[I18n-sig] UCS-4 configuration

Wed, 27 Jun 2001 04:24:44 -0400

[Martin v. Loewis]
> I would never remotely consider questioning your authority, how could I?

LOL!  If authority were of any help in getting software to work, Guido
wouldn't need any of us:  he could just scowl at it, and it would all fall
into place <wink>.

> The specific code in question is in PyUnicode_DecodeUTF16. It gets a
> char*, and converts it to a Py_UCS2* (where Py_UCS is unsigned short).
> It then fetches a Py_UCS2 after another, byte-swapping if appropriate,
> and advances the Py_UCS2* by one. The intention is that this retrieves
> the bytes of the input in pairs.
>
> Is that code correct even if sizeof(unsigned short)>2?

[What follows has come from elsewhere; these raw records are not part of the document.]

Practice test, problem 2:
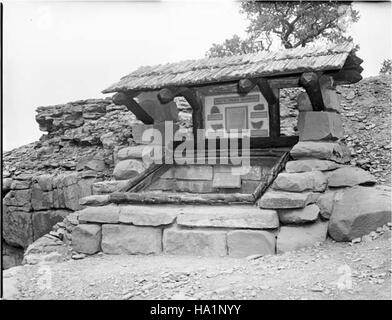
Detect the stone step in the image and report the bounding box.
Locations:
[76,204,278,230]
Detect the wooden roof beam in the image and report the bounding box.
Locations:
[112,92,154,124]
[158,86,203,137]
[238,78,256,94]
[256,78,280,138]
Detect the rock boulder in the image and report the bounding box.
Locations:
[328,186,391,241]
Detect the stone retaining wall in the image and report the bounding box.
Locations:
[2,172,98,268]
[69,204,279,258]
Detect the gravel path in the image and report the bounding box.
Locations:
[3,231,391,300]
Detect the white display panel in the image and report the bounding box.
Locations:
[204,91,269,138]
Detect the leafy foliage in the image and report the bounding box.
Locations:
[206,1,359,58]
[379,59,392,75]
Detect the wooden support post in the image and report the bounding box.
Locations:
[158,86,203,138]
[299,72,325,111]
[112,92,154,124]
[238,78,256,94]
[256,78,280,138]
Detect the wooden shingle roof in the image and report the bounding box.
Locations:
[102,42,361,93]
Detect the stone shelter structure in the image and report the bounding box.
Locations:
[34,43,391,259]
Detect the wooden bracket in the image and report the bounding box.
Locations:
[299,72,325,111]
[158,86,203,137]
[256,78,280,138]
[112,92,154,124]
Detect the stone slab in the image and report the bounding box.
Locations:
[212,172,241,189]
[285,159,342,173]
[258,190,319,209]
[297,111,343,141]
[227,230,276,258]
[177,206,279,229]
[119,205,178,226]
[272,171,327,192]
[163,228,227,257]
[327,167,377,187]
[79,195,110,207]
[78,205,120,224]
[101,224,162,254]
[148,178,175,191]
[290,142,351,164]
[174,165,213,180]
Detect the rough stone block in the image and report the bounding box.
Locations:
[10,179,31,190]
[258,190,319,209]
[3,206,33,248]
[163,228,227,257]
[327,166,377,187]
[290,141,351,164]
[79,194,110,207]
[278,204,319,224]
[176,206,279,229]
[322,88,341,112]
[78,205,120,224]
[113,159,147,180]
[285,159,342,173]
[174,165,213,180]
[329,186,391,241]
[4,190,32,211]
[316,192,336,220]
[31,186,53,211]
[297,111,343,141]
[175,180,213,193]
[101,224,162,254]
[227,230,276,258]
[213,172,241,189]
[92,180,129,194]
[277,221,328,253]
[272,171,327,192]
[119,205,177,226]
[296,92,313,111]
[72,224,102,254]
[117,145,154,161]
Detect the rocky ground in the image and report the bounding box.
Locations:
[3,225,391,300]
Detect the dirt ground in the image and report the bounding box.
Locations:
[3,230,391,300]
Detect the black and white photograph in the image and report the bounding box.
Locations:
[1,0,391,305]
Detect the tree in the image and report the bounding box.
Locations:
[380,59,392,75]
[206,1,359,58]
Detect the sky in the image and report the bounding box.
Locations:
[2,0,392,151]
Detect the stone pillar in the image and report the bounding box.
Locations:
[257,79,388,251]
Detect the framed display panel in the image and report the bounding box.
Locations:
[203,89,269,138]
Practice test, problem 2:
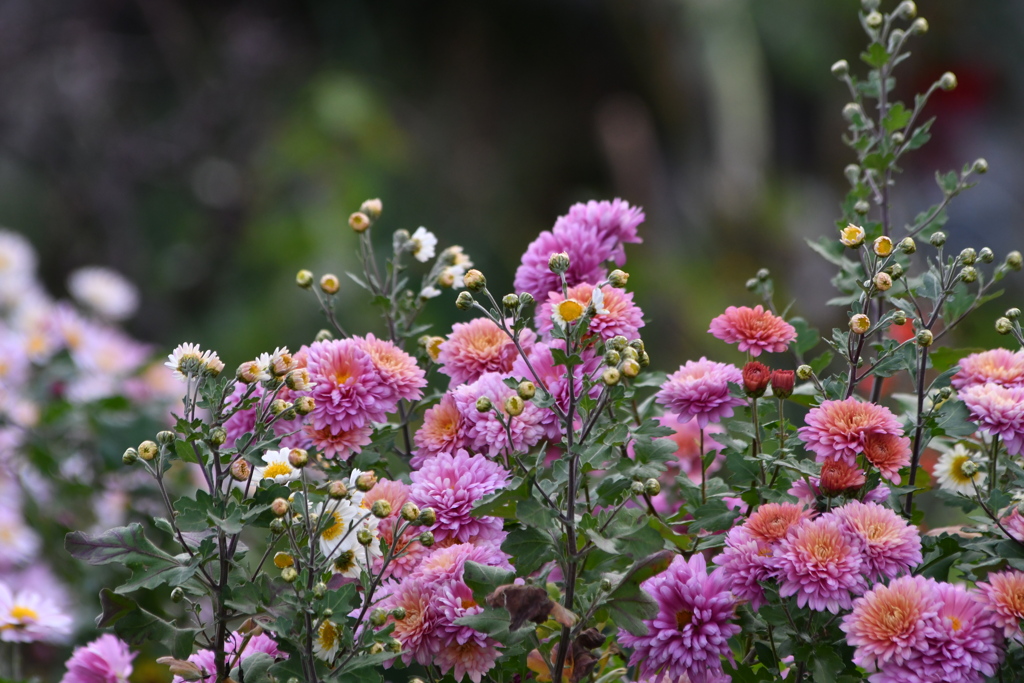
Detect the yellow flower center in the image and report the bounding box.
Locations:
[321,511,346,542]
[948,615,963,631]
[263,462,293,479]
[10,605,38,623]
[555,299,584,323]
[274,552,294,569]
[950,455,976,485]
[318,621,338,649]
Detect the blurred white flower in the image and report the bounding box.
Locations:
[68,267,139,321]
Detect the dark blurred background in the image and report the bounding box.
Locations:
[3,0,1022,369]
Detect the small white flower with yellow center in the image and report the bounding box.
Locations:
[315,498,382,576]
[589,287,610,316]
[551,298,586,330]
[67,266,139,321]
[0,510,40,565]
[255,448,300,484]
[268,347,296,376]
[0,584,72,643]
[236,358,271,384]
[934,443,987,496]
[165,342,223,381]
[840,223,866,248]
[410,227,438,263]
[313,619,340,661]
[419,285,442,300]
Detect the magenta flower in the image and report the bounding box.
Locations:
[303,339,392,432]
[798,397,905,465]
[551,198,644,266]
[535,283,644,341]
[832,500,922,580]
[452,372,548,457]
[961,382,1024,455]
[977,570,1024,641]
[772,516,867,613]
[514,223,615,302]
[714,526,773,609]
[303,423,373,460]
[61,634,135,683]
[174,632,286,683]
[436,317,535,388]
[619,553,740,683]
[413,393,466,468]
[409,449,509,543]
[841,574,941,670]
[415,542,512,587]
[355,333,427,402]
[708,305,798,356]
[952,347,1024,390]
[656,413,724,483]
[656,358,745,429]
[376,577,440,667]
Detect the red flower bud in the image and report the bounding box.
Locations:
[770,369,795,399]
[742,361,771,398]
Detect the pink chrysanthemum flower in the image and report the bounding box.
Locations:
[362,478,423,578]
[832,500,922,580]
[552,198,644,266]
[223,383,307,451]
[656,358,745,429]
[409,449,509,543]
[656,413,724,483]
[536,283,644,341]
[862,432,911,483]
[515,226,612,302]
[841,574,941,670]
[415,542,512,587]
[435,639,501,683]
[772,516,867,613]
[952,347,1024,390]
[714,526,773,609]
[910,582,1002,683]
[177,632,286,683]
[0,583,72,643]
[744,502,812,544]
[303,423,373,460]
[708,305,797,357]
[377,577,439,666]
[303,339,393,432]
[452,373,548,457]
[61,634,136,683]
[819,458,868,495]
[1001,508,1024,544]
[619,553,740,683]
[510,341,601,436]
[413,393,466,469]
[436,318,535,388]
[355,333,427,401]
[798,397,905,465]
[961,382,1024,456]
[978,570,1024,641]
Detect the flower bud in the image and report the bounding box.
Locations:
[357,529,374,546]
[504,395,525,417]
[979,247,995,263]
[929,231,946,247]
[745,278,759,291]
[971,158,989,175]
[391,606,407,620]
[321,610,332,619]
[630,337,645,350]
[621,359,641,378]
[171,587,185,603]
[437,269,456,288]
[463,269,486,291]
[771,370,795,399]
[873,236,894,257]
[313,582,327,599]
[831,59,849,78]
[281,567,299,583]
[455,291,474,310]
[122,448,139,465]
[548,252,570,275]
[320,274,340,295]
[997,317,1014,335]
[206,427,226,447]
[269,399,289,416]
[356,472,378,492]
[959,248,977,266]
[891,131,905,146]
[371,500,392,518]
[742,361,771,398]
[960,459,980,477]
[282,449,306,469]
[916,329,934,347]
[865,10,883,28]
[417,507,436,526]
[271,498,290,517]
[296,269,314,288]
[349,212,371,232]
[401,502,420,522]
[294,396,315,415]
[230,459,251,482]
[960,266,978,284]
[475,396,492,413]
[284,368,312,392]
[315,329,334,343]
[639,351,651,367]
[1006,251,1023,271]
[896,1,916,19]
[844,164,861,185]
[861,0,879,10]
[269,518,285,534]
[155,430,174,446]
[518,292,535,308]
[939,72,957,91]
[602,368,621,386]
[644,478,661,496]
[370,608,388,627]
[840,224,865,248]
[607,336,628,351]
[630,480,645,495]
[796,365,813,381]
[138,440,158,461]
[910,17,928,34]
[938,386,954,400]
[360,198,382,220]
[892,311,908,326]
[386,638,402,653]
[849,314,871,334]
[502,293,520,310]
[517,381,536,400]
[842,103,866,123]
[328,481,349,499]
[369,643,385,655]
[888,263,904,279]
[1006,308,1021,320]
[898,237,916,254]
[854,200,870,215]
[418,531,435,547]
[873,272,892,291]
[609,269,629,287]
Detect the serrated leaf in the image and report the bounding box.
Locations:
[503,527,554,576]
[66,524,176,567]
[175,439,198,464]
[860,42,890,68]
[883,102,912,133]
[936,170,959,195]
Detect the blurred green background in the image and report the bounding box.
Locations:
[3,0,1021,369]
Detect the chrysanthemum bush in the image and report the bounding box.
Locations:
[1,1,1019,682]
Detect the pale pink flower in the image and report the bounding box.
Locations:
[911,582,1002,683]
[772,516,867,613]
[832,500,922,580]
[798,397,905,465]
[977,570,1024,641]
[452,373,548,457]
[175,632,285,683]
[708,305,797,356]
[355,333,427,402]
[61,634,135,683]
[67,266,139,321]
[415,542,512,587]
[413,393,465,468]
[656,358,745,429]
[303,423,373,460]
[961,382,1024,455]
[376,577,439,666]
[0,582,72,642]
[536,283,644,341]
[952,347,1024,390]
[841,574,941,670]
[437,317,535,388]
[744,502,812,544]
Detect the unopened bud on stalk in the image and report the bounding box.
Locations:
[639,351,651,367]
[896,1,916,19]
[349,212,371,232]
[997,317,1014,335]
[746,278,759,291]
[475,396,492,413]
[865,10,883,28]
[321,610,332,619]
[296,269,314,288]
[502,293,520,310]
[391,607,407,620]
[357,529,374,546]
[980,247,995,263]
[455,291,474,310]
[831,59,849,78]
[270,399,289,415]
[854,200,870,215]
[873,236,894,257]
[1006,308,1022,320]
[269,518,285,534]
[122,448,139,465]
[386,639,402,653]
[844,164,861,185]
[294,396,315,415]
[973,158,989,174]
[315,329,334,342]
[891,131,905,146]
[155,430,174,446]
[607,336,628,351]
[417,507,436,526]
[959,248,977,265]
[888,263,904,279]
[938,387,954,401]
[371,500,392,518]
[910,17,928,35]
[170,587,185,603]
[138,440,158,461]
[1006,251,1023,271]
[622,347,639,362]
[360,198,383,219]
[771,370,795,399]
[842,103,866,123]
[840,224,866,248]
[849,314,871,334]
[518,292,535,308]
[369,643,385,655]
[602,368,621,386]
[401,502,420,522]
[356,472,378,492]
[319,274,340,295]
[271,498,290,517]
[281,567,298,583]
[892,311,908,326]
[742,361,771,398]
[874,272,893,291]
[929,231,947,247]
[419,531,435,547]
[630,481,645,495]
[548,252,570,275]
[504,395,525,417]
[621,359,641,378]
[370,609,388,627]
[796,365,813,381]
[313,582,326,599]
[463,269,486,291]
[899,237,916,254]
[916,329,934,347]
[887,32,905,56]
[609,269,629,287]
[939,72,958,91]
[230,459,250,482]
[328,481,349,499]
[517,381,536,400]
[207,427,226,446]
[644,478,661,496]
[960,266,978,284]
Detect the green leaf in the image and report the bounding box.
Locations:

Oh no.  Clearly, if sizeof(Py_UCS2) > 2, it will read more than 2 bytes each
time.  But the *obvious* way to read two bytes is to use a char* pointer!
Say q and e were declared

    const unsigned char*

instead of Py_UCS2*.  Then for big-endian getting "the next" char is just

    ch = (q[0] << 8) | q[1];
    q += 2;

and swap "0" and "1" for a little-endian machine.  The code would get
substantially simpler.  In fact, you can skip all the embedded #ifdefs and
repeated (bo == 1), (bo == -1) tests by setting up invariants

int lo_index, hi_index;

appropriately at the start before the loop-- setting one of those to 1 and
the other to 0 --and then do

    ch = (q[hi_index] << 8) | q[lo_index]
    q += 2;

unconditionally inside the loop whenever fetching another pair.  Now C
doesn't guarantee that a byte is 8 bits either, but that's one thing that's
true even on a Cray (they actually read 64 bits under the covers and
shift+mask, but it looks like "8 bits" to C code); I don't know of any
modern box on which it isn't true, and it's exceedingly unlikely any new
architecture won't play along.

Everything else should "just work" then.  BTW, the existing byte-swapping
code doesn't work right either for sizeof(Py_UCS2) > 2, because in

    ch = (ch >> 8) | (ch << 8);

there's an assumption that the left shift is end-off.  Fetch a byte at a
time as above and none of that fiddling is needed.  Else the existing
byte-swapping code needs either

    ch &= 0xffff;

after, or

    ch = (ch >> 8) | ((ch & 0xff) << 8);

in the body.  But we'd be better off getting rid of Py_UCS2 thingies
entirely in this routine (they don't *mean* "UCS2", they *mean* "exactly two
bytes", and that can't always be met).